Tyris and colleagues searched PubMed, Scopus, PsycINFO, SocINDEX and CINAHL from January 2008 to June 2021 for U.S.-based studies that assessed the associations of interventions that addressed one or more social risks with asthma-related ED visits and hospitalizations in children. Of the 641 articles identified, the systematic review included 38 and the meta-analysis included 19, with a total of 5,441 participants.
Using the Healthy People 2020 social determinants of health framework, researchers identified intervention clusters using grouping studies based on the social risks addressed within. All social risk interventions included in these studies addressed one or more of the health (n = 35), environment (n = 21) and community (n = 15) domains.
Researchers observed an association between social risk interventions and decreased asthma-related ED visits (RR = 0.68; 95% CI, 0.57-0.81) and hospitalizations (RR = 0.5; 95% CI, 0.37-0.68) in the primary meta-analysis. In a subgroup analysis, the health, environment and community intervention cluster was associated with the lowest risk for asthma-related ED visits (RR = 0.53; 95% CI, 0.44-0.64) and hospitalizations (RR = 0.33; 95% CI, 0.2-0.55) compared with other social risk intervention clusters.

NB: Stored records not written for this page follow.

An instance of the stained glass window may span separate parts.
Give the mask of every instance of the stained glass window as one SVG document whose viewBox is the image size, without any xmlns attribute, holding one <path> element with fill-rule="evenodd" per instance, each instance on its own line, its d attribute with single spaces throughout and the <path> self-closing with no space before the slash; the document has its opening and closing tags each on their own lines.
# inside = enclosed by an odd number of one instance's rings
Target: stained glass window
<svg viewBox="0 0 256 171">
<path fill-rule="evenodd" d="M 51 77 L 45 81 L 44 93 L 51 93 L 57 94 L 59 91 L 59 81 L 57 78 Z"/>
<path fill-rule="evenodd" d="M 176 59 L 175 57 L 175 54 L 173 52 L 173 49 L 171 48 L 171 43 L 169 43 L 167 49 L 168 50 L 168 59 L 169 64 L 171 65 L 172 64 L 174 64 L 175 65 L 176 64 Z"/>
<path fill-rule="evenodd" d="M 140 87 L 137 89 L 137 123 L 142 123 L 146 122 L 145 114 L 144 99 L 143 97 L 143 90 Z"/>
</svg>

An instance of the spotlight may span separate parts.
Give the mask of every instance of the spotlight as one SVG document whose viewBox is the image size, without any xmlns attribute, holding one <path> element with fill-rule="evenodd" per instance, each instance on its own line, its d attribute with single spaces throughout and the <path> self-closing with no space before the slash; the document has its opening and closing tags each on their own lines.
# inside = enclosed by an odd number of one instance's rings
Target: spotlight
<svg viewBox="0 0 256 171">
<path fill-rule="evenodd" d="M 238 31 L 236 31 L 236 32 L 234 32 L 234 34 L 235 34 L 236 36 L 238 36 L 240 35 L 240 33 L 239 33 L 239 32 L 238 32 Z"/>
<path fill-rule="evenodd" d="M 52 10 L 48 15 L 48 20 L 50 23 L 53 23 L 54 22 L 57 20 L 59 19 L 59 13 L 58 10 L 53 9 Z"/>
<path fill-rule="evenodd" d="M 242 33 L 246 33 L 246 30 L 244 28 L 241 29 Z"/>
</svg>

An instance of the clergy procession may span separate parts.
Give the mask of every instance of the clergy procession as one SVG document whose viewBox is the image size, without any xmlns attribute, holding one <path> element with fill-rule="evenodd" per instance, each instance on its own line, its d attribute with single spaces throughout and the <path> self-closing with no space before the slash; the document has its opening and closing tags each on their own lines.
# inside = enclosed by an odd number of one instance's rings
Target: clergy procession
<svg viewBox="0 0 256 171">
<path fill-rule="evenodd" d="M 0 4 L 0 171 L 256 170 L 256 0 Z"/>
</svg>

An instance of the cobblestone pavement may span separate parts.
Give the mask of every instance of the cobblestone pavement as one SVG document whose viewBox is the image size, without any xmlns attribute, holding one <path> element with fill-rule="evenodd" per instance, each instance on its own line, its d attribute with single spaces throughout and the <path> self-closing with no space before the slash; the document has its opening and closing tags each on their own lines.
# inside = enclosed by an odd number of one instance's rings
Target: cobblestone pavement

“Asthma interventions that address individual patients’ social risks — in particular, those that focus on improved health literacy, health care access, home environment remediation and peer support — were associated with reduced health care utilization among children with asthma in our review,” Tyris told Healio.
Looking ahead, “we know that addressing individual family’s social risks will not impact underlying population-level social determinants. Instead, population-level policies are required to change social determinants,” Tyris said. “We recommend prioritizing the evaluation of such policies and to specifically study their impact on health outcomes among children.”